Das "OB", was Geburtenraten und Attraktivität der seit 25 Jahren aufgebauten und überwiegend schön gemachten Städte und Orte Mitteldeutschlands angeht, ist ebenso längst entschieden. Hier stellt sich die Frage, ob die Verwaltung und die Politik konzeptionell ihre Arbeit gemacht haben, heißt nicht nur "ob", sondern auch "wie" sie gearbeitet haben. Der Raum einer Stadt ist hoheitlich und planungsrechtlichen vorsortiert, zunächst in der Raumordnung und Landesplanung, dann in Flächennutzungsplänen oder bereits in Bebauungsplänen. Der in qm gemessene Grund und Boden ist privatrechtlich aufgeteilt, das Eigentum des Volkes, aller gemeinsam mit zugeordneten Rechtsträgern versehenden Kollektivbesitzes, hat ausgedient. Auch die Kommune kann und sollte zur Bodenbevorratung an infrastrukturell wichtigen Lagen Eigentümer sein, dann handelt sie neben der hoheitlichen Aufgabe fiskalisch, kann so besser Wirtschaftsförderung, Planungssteuerung betreiben, da Grund und Boden und Planungshoheit faktisch zusammenfallen. Wer angesiedelt wird, wer wie baut, entscheidet zum einen der Markt, zum anderen der Bodenwert, an den die Kommune bei Veräußerungen oder Einkäufen gebunden ist. Die Mitarbeiter der Verwaltung sind wie wir alle an Recht und Gesetz gebunden, halten sie sich nicht daran, gerät die Grundlage des Rechtsstaates in Gefahr.

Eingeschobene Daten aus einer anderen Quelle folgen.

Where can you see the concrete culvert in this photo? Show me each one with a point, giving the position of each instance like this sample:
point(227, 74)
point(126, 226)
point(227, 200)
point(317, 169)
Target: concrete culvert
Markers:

Das Verwaltungshandeln bedeutet eben längere Abstimmungswege intern mit Vorlagen und Fachausbildungen, dann nach Absegnen durch die Dienstberatung der Oberbürgermeister und Bürgermeister der Ober- Mittel- und Unterzentren mit allen den Verwaltungschefs Beigeordneten Bürgermeistern die Zustimmung der Stadträte in Ausschüssen oder im Stadtrat, der ebenda Ehrenamt, 1 Mal im Monat tagt. Es wird gerade angesichts der besonderen Herausforderungen heute mehr denn je zuvor unumgänglich sein, Projektgruppen der besten Verwaltungsangestellten und der besten, nicht preiswertesten " billigsten" Externen unter straffer verwaltungspolitischer Führung zu bilden. Die Kommunen, die diese Notwendigkeit nicht ersehen, werden es nicht schaffen.